官术网_书友最值得收藏!

Chapter 1. Introduction

Imagine you're working as an administrator of a large IT infrastructure. You have just started receiving emails that a web application has stopped working. When you try to access the same page, it just doesn't load. What are the possibilities? Is it the router? Or the firewall? Perhaps the machine hosting the page is down? Before you even start thinking rationally about what is to be done, your boss calls about the critical situation and demands an explanation.
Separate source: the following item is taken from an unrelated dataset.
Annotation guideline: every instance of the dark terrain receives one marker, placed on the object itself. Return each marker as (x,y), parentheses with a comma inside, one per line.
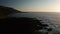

In this panic situation, you'll probably start plugging everything in and out of the network, rebooting the machine and so on, and that doesn't help.

After hours of nervously digging into the issue you finally find the solution— the web server was working properly, but was timing out on communication with the database server. This was because the machine with the database was not getting a correct IP as yet another box had run out of memory and Dynamic Host Configuration Protocol (DHCP) server had stopped working. Imagine how much time it would take to find all that out manually. It would be a nightmare if the database server was in another branch of the company, in a different time zone, and perhaps the people over there were still sleeping.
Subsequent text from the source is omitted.